By filtering your search for Real-Time models, you’ll limit the results displayed to models that currently adhere to the following broad set of rules:
- Include an .FBX and/or .OBJ/.MTL file format or have been submitted as native Unity or Unreal files
- Polygon count of no more than 100K polygons (200K triangles)
- Fully unwrapped UVs are required (they can be overlapping or not)
- Image maps must in .bmp, .png, .dds, .tga, .tif, or .jpg format (.jpg allowed, but not recommended)
- Image texture map dimensions must be powers of two (i.e. 256, 1024, 2048, 4096)
- Exported baked texture maps including:
- Required: Diffuse map (no lighting or AO baked in)
- Required: Normal map
- Optional: Spec / Gloss PBR maps
- Optional: Metal / Rough PBR maps
- Optional: Ambient Occlusion map
- Optional: Curvature / Cavity map
- Optional: Height map h
- Optional: Emissive map
- Optional: Material ID map
There are currently no conventions for rigged or animated real-time models, and only those artists who are submitting native Unity or Unreal files that include animation are accepted at present.
While this is currently a very wide specification, TurboSquid is refining each point actively. As more precise needs are defined (like full PBR materials), we’ll update the information here to reflect the current state of the real-time industries and the Real-Time search results will also be updated.

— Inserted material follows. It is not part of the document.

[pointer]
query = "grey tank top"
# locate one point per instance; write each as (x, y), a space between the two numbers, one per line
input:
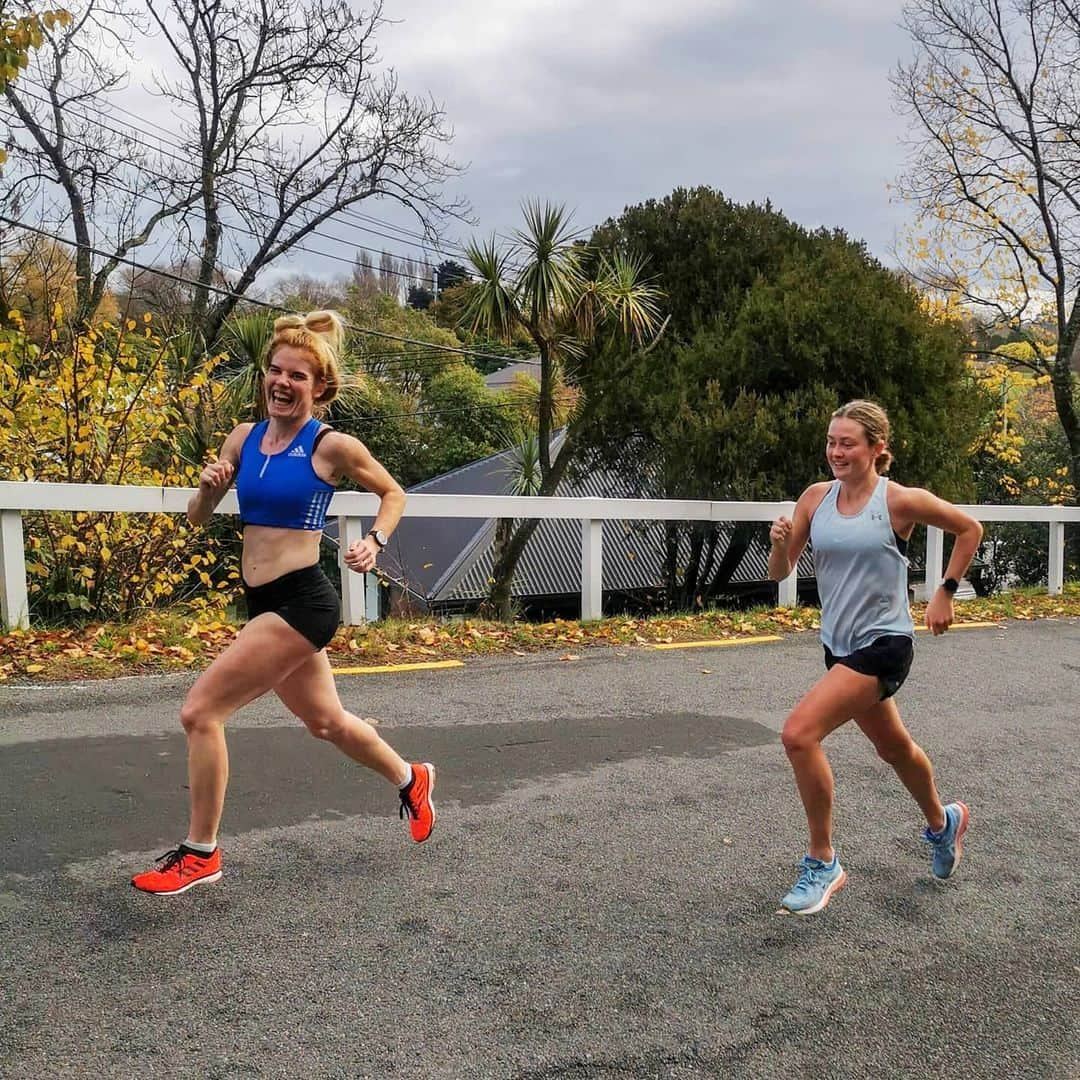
(862, 574)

It is worth noting that with the rapid evolution and growing computational power of computer and mobile GPUs, the idea that real-time models should be considered as low-poly is becoming less accurate and as such, the two terms should not be conflated. TurboSquid artists are already being encouraged to build to much higher polygon counts overall in order to support real-time usage now and into the future. So these models are simply optimized to work more efficiently for GPU rendering, whether that’s in a real-time application (like the Unity engine) or a traditional DCC program (like 3ds Max) that has GPU rendering options available.
But what about mobile?
We understand that mobile game developers are currently constrained by a different set of content rules than other game developers working on PCs or consoles. Currently, TurboSquid can only help identify model content that has been built with games in mind. In many cases, the hope is that you can use this type of content after tweaking it to meet mobile platform requirements.